Marijuana is trending to be an even bigger killer on the roads than alcohol, according to stats on fatal driving accidents between 2000 and 2014.
“What we see is an increasing percentage of fatally injured drivers in Canada who tested positive for marijuana in recent years, whereas the percentage who tested positive for alcohol is decreasing,” explains Dr. Heather Woods-Fry, a research associate with the Traffic Injury Research Foundation (TIRF). “While the percent is still higher for alcohol today, if current trends continue, marijuana might become more prevalent among fatally injured drivers.”
According to TIRF’s National Fatality Database, in 2000, almost 35% of fatally injured drivers tested positive for alcohol compared to 12% who tested positive for marijuana,” TIRF noted in a release. “By 2014, this percentage for alcohol had declined to 28%, whereas it increased to almost 19% for marijuana.
The results were posted Monday by TIRF. Results are based on data from TIRF’s National Fatality Database, which is maintained with financial support from State Farm and the Public Health Agency of Canada.
Results vary greatly by age, the study found.

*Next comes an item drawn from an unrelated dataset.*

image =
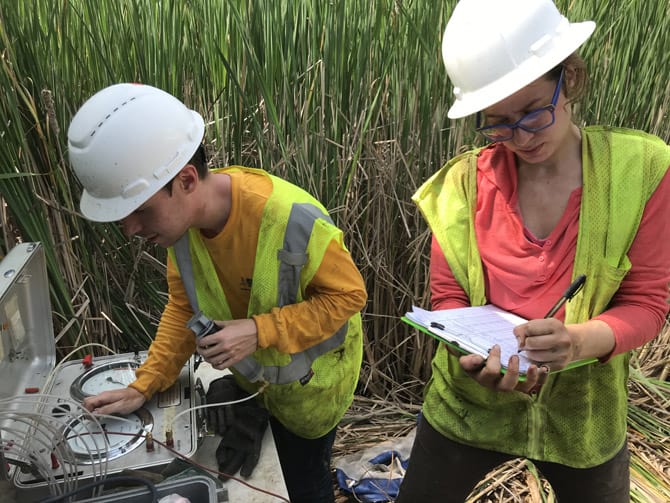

Marijuana was the drug most commonly detected among fatally injured drivers aged 16-19 (29.8%) and between 20 and 34 years old (27.2%).
Fatally injured drivers in older age categories were more likely to test positive for other drug types, notably Central Nervous System (CNS) depressants (18.1% among drivers aged 35-64, and 26.3% among drivers 65 and older).
The time of day, and the day of the week, play a lesser role in predicting the presence of marijuana among fatally injured drivers compared to alcohol.
“Twenty one percent of drivers dying in weekend crashes tested positive for marijuana versus 17% in weekday crashes,” explains Robyn Robertson, president and CEO of TIRF. “In comparison, 46% of fatally injured drivers in weekend crashes tested positive for alcohol versus 26% in weekday crashes.”
Similar patterns are evident for time of day, with a more pronounced contrast in the presence of alcohol at night versus daytime and a less pronounced contrast in the presence of marijuana.
“Increased public education is essential to bringing awareness to the issue of cannabis and prescription drug impaired driving, with the impending legalization of recreational marijuana,” said John Bordignon, media relations spokesperson for State Farm Canada. “A resource like the DIDLC is a valuable tool that can help save lives.”
The DIDLC is the Drug Impaired Driving Learning Centre.